The festival, which is called “Festival Budaya Bali Tanpa Korupsi” (Balinese Culture Without Corruption Festival), will take place at the Public Service Building in Lumintang, Denpasar, on Saturday.

Gede Robi Supriyanto, lead vocalist with the band, Navicula, said that “collaboration” was the right approach in combating the country’s acute levels of corruption.

“Corruption is deep in almost everyone’s veins. It is a monstrous problem for us all — easy to see, but difficult to erase,” the singer said.

“There is still a ray of hope when everyone in a community is willing to work together to try to end this vicious cycle,” Robi said. The festival includes Denpasar’s Alliance of Independent Journalists (AJI), Manikaya Kauci Foundation, Bahkan Grassroots Community and Denpasar’s Municipal office.

Together with 10 musical groups from around Indonesia, the Bali-based grunge band, Navicula, produced last year a compilation album entitled Frekwensi Perangkap Tikus (Mousetrap Frequency).

On the album, Navicula presents a single called “Mafia Hukum” (Legal Mafia). The album can be downloaded for free from beranijujur.net. Berani jujur literarily means “dare to be honest”.

The Frekwensi Perangkap Tikus album is in line with the mission of Indonesia Corruption Watch (ICW) to catch the “mice”, aka corrupt individuals, by involving all members of the community.

Numerous NGOs and community organizations have long-waged war against corruption.

“But this time, we want to also involve artists, the media and the government to seek a common effort in fighting the lingering corruption problems in Indonesia.”

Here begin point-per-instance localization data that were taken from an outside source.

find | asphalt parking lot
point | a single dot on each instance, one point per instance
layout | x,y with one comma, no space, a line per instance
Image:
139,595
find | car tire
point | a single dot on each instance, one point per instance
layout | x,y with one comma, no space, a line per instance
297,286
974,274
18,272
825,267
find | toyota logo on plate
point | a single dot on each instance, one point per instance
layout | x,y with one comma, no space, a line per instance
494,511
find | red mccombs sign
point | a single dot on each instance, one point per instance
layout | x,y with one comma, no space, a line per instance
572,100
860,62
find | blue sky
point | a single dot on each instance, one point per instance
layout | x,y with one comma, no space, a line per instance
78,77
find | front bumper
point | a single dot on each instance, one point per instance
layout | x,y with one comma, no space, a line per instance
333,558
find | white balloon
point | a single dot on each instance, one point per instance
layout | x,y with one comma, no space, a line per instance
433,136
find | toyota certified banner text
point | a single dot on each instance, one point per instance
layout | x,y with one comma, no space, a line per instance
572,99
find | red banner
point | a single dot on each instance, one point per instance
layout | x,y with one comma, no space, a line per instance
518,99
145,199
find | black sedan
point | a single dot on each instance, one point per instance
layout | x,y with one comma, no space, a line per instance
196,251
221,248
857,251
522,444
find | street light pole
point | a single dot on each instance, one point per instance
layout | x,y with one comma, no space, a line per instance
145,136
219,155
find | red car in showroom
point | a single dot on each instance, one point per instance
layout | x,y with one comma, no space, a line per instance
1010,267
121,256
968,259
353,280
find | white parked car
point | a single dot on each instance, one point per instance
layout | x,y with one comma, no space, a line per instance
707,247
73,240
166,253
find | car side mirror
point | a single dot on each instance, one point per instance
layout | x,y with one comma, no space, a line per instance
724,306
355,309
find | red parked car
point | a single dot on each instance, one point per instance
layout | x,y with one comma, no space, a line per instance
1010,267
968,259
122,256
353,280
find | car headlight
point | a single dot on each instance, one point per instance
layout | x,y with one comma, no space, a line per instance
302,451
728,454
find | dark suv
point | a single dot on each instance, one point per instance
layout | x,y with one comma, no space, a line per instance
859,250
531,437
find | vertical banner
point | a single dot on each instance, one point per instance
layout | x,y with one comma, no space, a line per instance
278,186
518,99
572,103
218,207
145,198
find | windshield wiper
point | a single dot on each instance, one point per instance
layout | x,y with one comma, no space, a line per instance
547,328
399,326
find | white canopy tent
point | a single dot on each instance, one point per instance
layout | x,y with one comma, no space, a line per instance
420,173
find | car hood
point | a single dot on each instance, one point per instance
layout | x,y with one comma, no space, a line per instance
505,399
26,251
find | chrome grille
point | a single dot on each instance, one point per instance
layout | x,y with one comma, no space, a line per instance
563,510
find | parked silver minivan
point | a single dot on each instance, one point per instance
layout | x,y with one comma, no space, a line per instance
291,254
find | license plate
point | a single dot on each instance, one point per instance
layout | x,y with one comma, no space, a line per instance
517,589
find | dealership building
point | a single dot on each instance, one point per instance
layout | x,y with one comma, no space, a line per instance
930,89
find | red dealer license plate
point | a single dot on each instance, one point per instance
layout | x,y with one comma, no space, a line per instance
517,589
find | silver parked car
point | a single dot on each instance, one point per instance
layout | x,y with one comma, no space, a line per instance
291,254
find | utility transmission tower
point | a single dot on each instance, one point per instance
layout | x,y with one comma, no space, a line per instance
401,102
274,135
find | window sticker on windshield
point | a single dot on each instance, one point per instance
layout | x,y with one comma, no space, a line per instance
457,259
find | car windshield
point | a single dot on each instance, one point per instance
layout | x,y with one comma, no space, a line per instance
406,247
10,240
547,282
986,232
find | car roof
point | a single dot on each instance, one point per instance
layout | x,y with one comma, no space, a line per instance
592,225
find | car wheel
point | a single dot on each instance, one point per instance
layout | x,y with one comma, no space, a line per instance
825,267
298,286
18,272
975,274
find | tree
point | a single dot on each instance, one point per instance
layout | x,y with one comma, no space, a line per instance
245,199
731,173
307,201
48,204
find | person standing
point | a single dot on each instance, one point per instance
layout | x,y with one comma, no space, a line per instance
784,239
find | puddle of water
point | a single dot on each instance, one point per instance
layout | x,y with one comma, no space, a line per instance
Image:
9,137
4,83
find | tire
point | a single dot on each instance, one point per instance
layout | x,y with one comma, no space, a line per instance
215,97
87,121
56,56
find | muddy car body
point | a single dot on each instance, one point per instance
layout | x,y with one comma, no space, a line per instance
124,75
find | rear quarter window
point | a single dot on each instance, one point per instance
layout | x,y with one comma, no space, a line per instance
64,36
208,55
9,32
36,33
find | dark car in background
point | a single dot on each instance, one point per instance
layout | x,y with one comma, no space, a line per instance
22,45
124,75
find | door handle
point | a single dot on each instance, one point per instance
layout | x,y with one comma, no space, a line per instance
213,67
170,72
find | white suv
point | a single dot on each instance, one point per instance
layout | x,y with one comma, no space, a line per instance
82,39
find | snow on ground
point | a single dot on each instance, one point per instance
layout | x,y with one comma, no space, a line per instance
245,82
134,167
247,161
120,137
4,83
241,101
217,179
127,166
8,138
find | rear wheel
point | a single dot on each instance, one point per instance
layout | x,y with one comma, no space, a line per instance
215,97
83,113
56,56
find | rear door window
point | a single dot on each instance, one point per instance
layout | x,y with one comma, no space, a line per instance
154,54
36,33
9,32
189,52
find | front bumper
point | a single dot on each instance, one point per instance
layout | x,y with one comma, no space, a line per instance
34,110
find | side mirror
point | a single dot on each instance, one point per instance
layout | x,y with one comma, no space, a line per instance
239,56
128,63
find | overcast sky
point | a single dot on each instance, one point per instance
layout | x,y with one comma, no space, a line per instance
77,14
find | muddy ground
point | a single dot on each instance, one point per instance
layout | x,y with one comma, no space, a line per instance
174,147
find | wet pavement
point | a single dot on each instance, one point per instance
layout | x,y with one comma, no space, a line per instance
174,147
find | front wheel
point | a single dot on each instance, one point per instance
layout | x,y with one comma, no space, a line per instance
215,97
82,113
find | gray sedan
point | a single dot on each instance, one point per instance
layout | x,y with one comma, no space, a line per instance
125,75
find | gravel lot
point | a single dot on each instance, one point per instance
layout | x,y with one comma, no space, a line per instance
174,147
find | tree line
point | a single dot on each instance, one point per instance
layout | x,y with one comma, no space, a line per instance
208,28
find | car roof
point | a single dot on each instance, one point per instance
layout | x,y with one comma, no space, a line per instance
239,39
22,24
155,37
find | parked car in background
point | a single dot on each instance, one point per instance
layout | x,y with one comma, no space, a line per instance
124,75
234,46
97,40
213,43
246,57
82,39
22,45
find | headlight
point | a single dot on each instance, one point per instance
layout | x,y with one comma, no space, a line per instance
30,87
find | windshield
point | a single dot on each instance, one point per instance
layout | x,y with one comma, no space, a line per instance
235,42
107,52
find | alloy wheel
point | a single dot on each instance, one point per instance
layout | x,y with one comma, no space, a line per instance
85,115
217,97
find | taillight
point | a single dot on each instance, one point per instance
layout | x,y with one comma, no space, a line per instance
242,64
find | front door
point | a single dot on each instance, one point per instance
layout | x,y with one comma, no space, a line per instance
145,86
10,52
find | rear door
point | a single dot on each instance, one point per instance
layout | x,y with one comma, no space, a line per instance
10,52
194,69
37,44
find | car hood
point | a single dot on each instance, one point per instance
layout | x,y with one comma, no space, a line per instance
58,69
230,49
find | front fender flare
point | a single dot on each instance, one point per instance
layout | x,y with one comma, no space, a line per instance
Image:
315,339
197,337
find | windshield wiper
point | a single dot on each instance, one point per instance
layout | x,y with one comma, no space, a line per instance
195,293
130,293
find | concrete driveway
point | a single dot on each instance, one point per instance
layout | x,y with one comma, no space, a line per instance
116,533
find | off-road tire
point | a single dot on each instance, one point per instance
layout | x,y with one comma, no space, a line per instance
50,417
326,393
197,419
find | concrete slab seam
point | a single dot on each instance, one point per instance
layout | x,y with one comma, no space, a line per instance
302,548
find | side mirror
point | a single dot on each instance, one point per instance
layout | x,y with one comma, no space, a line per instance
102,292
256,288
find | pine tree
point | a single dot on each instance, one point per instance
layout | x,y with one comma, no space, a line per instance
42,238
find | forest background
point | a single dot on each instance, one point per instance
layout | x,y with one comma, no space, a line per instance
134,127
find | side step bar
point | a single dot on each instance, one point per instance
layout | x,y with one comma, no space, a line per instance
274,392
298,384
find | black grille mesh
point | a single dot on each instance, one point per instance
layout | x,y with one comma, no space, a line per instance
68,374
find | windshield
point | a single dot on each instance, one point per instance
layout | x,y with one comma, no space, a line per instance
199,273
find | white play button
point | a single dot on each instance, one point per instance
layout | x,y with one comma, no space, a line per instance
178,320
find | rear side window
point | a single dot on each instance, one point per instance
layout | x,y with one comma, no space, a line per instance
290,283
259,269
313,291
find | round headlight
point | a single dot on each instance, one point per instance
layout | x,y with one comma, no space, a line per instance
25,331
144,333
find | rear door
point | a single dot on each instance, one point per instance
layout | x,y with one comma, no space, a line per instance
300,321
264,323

The municipality of Denpasar will be the first to join the collaboration against corruption.

“Denpasar Mayor IB Rai Dharmawijaya Mantra has openly supported our efforts and wants to be part of the fight against corruption,” Robi said.

IB Gde Sidarta, inspector at the Denpasar mayor’s office, admitted that such a collaborative effort was still a new idea for the government.

“We usually organize series of seminars and campaigns, but this collaboration will enhance our attempts to eliminate corruption in Denpasar. We are very excited to be taking part in the festival,” Sidarta said. He added that he hoped that Denpasar’s involvement in the collaborative movement would trigger other regencies to join in.

During Saturday’s event, which runs from 4 p.m. through 11 p.m., a number of different artistic genres will be on display for visitors.

Musical performers will include Geeksmile, Ripper Clown, Scared of Bums from Bali and Morfem and Iksan Skuter from Jakarta, while artists Made Bayak and Komunitas Djamur will hold a painting and mural exhibition, and the Kini Berseri Theater will perform a work with an anticorruption theme.

Rofiqi Hasan, chairman of AJI Denpasar, said the media should offer the space for people to voice their views and interests.

“The AJI has been working with ICW to promote transparency and allow access to public information,” Hasan said. The AJI and ICW have collaborated to produce a documentary film on cacao farmers in Jembrana to uncover irregularities in cacao farming and the trade system in Bali.

“The film exposes so many wrongdoings in terms of government assistance as well as in handling this commodity. Corruption is rooted at every level of society,” Hasan said, adding that the documentary would be screened during Saturday’s festival.